The problem with best practices is that they are too often taken out of context. Presenting material first in a long block in English and then in another block in Spanish, with limited moving back and forth between languages, is considered a bilingual education best practice. Giving instruction in English and then switching back and forth is called code switching, and the research sensibly suggests that many students will tune out the English and simply wait for the translation. That does not mean that material should always be presented in these long blocks, however. It depends on the class. Everything depends on the class.

If a bilingual class consists of students who speak almost no English, then the English block will need to be simpler and shorter. If the class is staring blankly at me, I may choose to code switch rather than leave my students lost while continuing my English lecture. I am the teacher. I can see the confusion. I usually can sense when to change languages for clarification purposes.
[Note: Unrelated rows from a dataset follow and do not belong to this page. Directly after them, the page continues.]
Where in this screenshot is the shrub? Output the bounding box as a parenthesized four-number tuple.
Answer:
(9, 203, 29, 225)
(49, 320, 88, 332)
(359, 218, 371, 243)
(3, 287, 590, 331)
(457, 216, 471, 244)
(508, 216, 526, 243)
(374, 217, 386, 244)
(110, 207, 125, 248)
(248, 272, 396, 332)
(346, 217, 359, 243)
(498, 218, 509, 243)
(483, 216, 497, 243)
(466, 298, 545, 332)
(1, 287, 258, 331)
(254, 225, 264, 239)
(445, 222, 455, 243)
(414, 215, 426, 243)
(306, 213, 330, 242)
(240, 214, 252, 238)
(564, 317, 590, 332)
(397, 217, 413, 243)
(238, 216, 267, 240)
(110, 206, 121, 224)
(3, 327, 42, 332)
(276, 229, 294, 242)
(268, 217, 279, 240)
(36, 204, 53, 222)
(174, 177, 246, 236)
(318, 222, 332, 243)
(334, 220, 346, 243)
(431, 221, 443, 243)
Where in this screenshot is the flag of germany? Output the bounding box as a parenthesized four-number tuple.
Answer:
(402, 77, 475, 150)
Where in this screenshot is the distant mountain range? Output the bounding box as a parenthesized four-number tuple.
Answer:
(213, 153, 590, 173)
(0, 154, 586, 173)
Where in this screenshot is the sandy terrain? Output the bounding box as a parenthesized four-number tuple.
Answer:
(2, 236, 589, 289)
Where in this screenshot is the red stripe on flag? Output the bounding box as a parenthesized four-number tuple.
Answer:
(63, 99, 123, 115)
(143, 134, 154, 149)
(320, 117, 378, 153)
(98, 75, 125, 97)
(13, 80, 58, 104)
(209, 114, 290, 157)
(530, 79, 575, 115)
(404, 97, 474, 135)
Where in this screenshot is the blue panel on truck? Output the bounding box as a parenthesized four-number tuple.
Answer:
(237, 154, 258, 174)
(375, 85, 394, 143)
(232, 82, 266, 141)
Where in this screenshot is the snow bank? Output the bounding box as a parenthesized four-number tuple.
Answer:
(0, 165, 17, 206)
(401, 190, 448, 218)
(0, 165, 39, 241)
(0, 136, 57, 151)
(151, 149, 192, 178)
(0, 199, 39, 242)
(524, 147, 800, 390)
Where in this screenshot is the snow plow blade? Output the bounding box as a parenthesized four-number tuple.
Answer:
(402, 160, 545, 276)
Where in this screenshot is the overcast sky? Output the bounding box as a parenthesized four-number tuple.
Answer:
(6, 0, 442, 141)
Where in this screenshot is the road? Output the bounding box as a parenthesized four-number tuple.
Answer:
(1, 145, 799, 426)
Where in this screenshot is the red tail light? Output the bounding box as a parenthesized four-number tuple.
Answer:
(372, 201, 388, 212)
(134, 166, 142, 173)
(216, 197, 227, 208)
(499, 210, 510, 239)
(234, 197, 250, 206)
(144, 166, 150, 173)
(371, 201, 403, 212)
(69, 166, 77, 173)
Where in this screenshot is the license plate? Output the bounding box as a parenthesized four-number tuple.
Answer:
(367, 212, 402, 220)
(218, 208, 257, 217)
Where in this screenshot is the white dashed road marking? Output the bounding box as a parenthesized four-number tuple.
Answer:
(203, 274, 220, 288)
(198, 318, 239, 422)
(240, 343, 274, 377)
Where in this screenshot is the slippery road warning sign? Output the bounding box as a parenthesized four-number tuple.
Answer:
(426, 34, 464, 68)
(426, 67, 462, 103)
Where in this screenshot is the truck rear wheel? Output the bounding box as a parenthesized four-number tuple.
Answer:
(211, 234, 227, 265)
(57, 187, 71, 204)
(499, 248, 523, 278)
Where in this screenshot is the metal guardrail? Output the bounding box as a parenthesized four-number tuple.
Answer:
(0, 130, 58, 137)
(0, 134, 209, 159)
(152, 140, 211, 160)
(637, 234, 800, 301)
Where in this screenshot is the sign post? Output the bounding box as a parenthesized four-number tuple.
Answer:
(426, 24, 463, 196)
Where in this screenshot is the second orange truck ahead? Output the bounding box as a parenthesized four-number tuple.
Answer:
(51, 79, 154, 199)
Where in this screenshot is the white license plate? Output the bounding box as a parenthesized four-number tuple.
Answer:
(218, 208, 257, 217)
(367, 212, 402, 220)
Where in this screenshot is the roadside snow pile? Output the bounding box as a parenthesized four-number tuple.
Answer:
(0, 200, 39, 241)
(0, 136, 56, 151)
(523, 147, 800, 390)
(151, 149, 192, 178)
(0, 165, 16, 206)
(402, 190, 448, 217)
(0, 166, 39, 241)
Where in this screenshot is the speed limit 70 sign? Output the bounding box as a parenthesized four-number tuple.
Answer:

If a bilingual class consists mostly of students for whom English is their dominant language — surprisingly often true in Illinois anyway, given that placement is based on an English test and no one may be checking for Spanish understanding — then the English block will need to be much longer. Frankly, sometimes the Spanish block can be dropped entirely, although I prefer to teach dual-language classes as much as possible. But if I am cornered, with immediate tests and quizzes scheduled all around me, I may abbreviate that Spanish piece considerably for time reasons.

I have to know my class to know how to proceed. What I will choose to do will not always look like best practices. I will select the strategy that gets me the best results.

Eduhonesty:  I may get in trouble for my choices, though. Administrators may ding me for not using alleged best practices, even administrators with limited teaching experience and limited understanding of those best practices. Too many people have read the synopsis of the study’s results, and not the study itself.

Too many people are failing to ask critical thinking questions such as the following: If the teacher in the study was instructing 22 economically-advantaged students with a full-time teaching assistant when she conducted her action research, will the same results apply to a teacher in an impoverished, urban neighborhood with high absenteeism, no aide and an average of 32 students per class? If not, what accommodations will be necessary to make the new strategy work? Can this strategy actually work without that smaller class size and full-time aide? Would another strategy be better, given the constraints posed by class size, lack of resources and chronic absenteeism?

One size never fits all. Some fashions fit almost no one, such as those long, tight, slinky sun dresses with the horizontal stripes. If those dresses look good on anyone except models, I’ve yet to meet that person. And any study that takes place in a room with under twenty-five students and a full-time aide may only work in small classes with aides — a vanishingly small percentage of regular classrooms in many districts.

I’ll throw down the gauntlet: I think small-group work, while sometimes valuable, has become seriously overrated. All small groups all the time seems pretty close to malpractice to me, not because groups don’t work. They do sometimes. I have a few outfits with horizontal stripes that fit me fine. But the evidence for the benefits of large-scale, unrelenting use of small groups remains tenuous at best. Where is that evidence? I’ve looked for it. I haven’t found it yet. Fashion should not make us make stupid choices.